Pin the properties with tests
Huffman correctness is best guarded by properties, not specific output values.
1. Prefix-free
For every pair, neither is a prefix of the other:
func TestPrefixFree(t *testing.T) {
codes := BuildCodes(Frequencies("abracadabra"))
for i := range list {
for j := range list {
if i != j && hasPrefix(list[i], list[j]) {
t.Errorf("%q is a prefix of %q — not prefix-free", list[j], list[i])
}
}
}
}
2. Frequent ⇒ shorter
A higher-frequency symbol never gets a longer code than a rarer one:
freq := map[rune]int{'a': 5, 'b': 2, 'c': 1}
codes := BuildCodes(freq)
if len(codes['a']) > len(codes['b']) { t.Error(...) } // 'a' must be shortest
3. Round-trip
decode(encode(text)) == text for ASCII, Unicode, and single-symbol input:
for _, text := range []string{"abracadabra", "mississippi", "日本語のテキストも符号化できる"} {
codes := BuildCodes(Frequencies(text))
bits, _ := Encode(text, codes)
got, _ := Decode(bits, codes)
if got != text { t.Errorf("round trip failed: %q -> %q", text, got) }
}
Frequencies are counted per rune, so Unicode works.
4. Deterministic
Identical input always yields an identical table. Ties (equal frequency) break on a stable insertion order:
func (p pq) Less(i, j int) bool {
if p[i].freq != p[j].freq { return p[i].freq < p[j].freq }
return p[i].order < p[j].order // equal freq → deterministic by insertion
}
Without this, the merge order of equal-frequency symbols would depend on Go's map iteration order and wobble run to run.
Edge case: a single distinct symbol
"aaaa" has no branching tree — the one leaf is the root. Naively its code is the empty string, so encoding produces zero bits and can't be decoded.

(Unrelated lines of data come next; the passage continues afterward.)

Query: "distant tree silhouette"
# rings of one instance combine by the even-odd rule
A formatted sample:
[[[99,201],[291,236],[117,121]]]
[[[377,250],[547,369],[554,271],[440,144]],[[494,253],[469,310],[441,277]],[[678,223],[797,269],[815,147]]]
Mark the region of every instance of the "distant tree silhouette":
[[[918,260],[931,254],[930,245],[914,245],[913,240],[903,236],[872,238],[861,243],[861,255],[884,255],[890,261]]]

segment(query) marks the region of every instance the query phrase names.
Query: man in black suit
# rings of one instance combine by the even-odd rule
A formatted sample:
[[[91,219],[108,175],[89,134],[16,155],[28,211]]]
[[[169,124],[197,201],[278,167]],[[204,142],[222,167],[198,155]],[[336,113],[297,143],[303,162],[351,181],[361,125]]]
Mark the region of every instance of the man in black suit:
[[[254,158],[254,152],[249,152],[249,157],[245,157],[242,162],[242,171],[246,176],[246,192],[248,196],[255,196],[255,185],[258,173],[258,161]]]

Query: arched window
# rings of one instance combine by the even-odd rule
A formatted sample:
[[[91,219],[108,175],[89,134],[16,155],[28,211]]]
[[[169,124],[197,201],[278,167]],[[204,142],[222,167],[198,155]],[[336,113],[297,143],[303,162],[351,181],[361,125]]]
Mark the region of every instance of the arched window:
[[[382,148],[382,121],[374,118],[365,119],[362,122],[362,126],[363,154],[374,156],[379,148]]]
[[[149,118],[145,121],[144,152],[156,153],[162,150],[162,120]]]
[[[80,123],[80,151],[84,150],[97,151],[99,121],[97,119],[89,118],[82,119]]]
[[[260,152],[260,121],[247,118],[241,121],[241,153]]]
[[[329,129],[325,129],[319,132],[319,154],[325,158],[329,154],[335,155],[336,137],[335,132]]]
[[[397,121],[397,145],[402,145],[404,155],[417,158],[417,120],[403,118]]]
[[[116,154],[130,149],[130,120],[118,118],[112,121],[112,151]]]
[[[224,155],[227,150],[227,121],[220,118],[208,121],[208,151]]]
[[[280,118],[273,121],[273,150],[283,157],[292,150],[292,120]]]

The fix: assign code "0" when there's only one symbol.
if root.leaf {
codes[root.sym] = "0" // single symbol → 1-bit code
return codes
}
func TestSingleSymbol(t *testing.T) {
codes := BuildCodes(Frequencies("aaaa"))
if codes['a'] != "0" { t.Error(...) } // and "aaaa" -> "0000" -> "aaaa"
}
Reporting the ratio
Analyze compares "original bytes × 8" to the Huffman bit count:
$ huff --table "mississippi"
symbols: 4
original: 88 bits (11 bytes x 8)
huffman: 21 bits
ratio: 0.239
space saved: 76.1%
mississippi is skewed (i and s appear 4× each), so it compresses 76%. The more skewed the distribution (lower entropy), the better Huffman does.
Architecture
huffman/huffman.go — tree build (heap), code assignment, encode/decode, stats
main.go — CLI: stats, --table, --bits, stdin
Zero external dependencies. Built with golang:1.23-alpine → alpine runtime, non-root. Passes go test -race.
Run it
go test ./... -race
go run . --table "mississippi"
docker build -t huff . && docker run --rm huff --table "abracadabra"
Takeaways
- Huffman codes are prefix-free, so the bit stream decodes uniquely with no separators.
- Construction is a greedy "merge the two rarest nodes" loop — that's what minimizes average code length.
- Guard correctness with properties: prefix-free, frequent ⇒ shorter, round-trip, determinism.
- Break heap ties on insertion order for a deterministic table.
- A single symbol needs a
"0"special case — an empty code can't be decoded. - Count frequencies per rune and Unicode just works.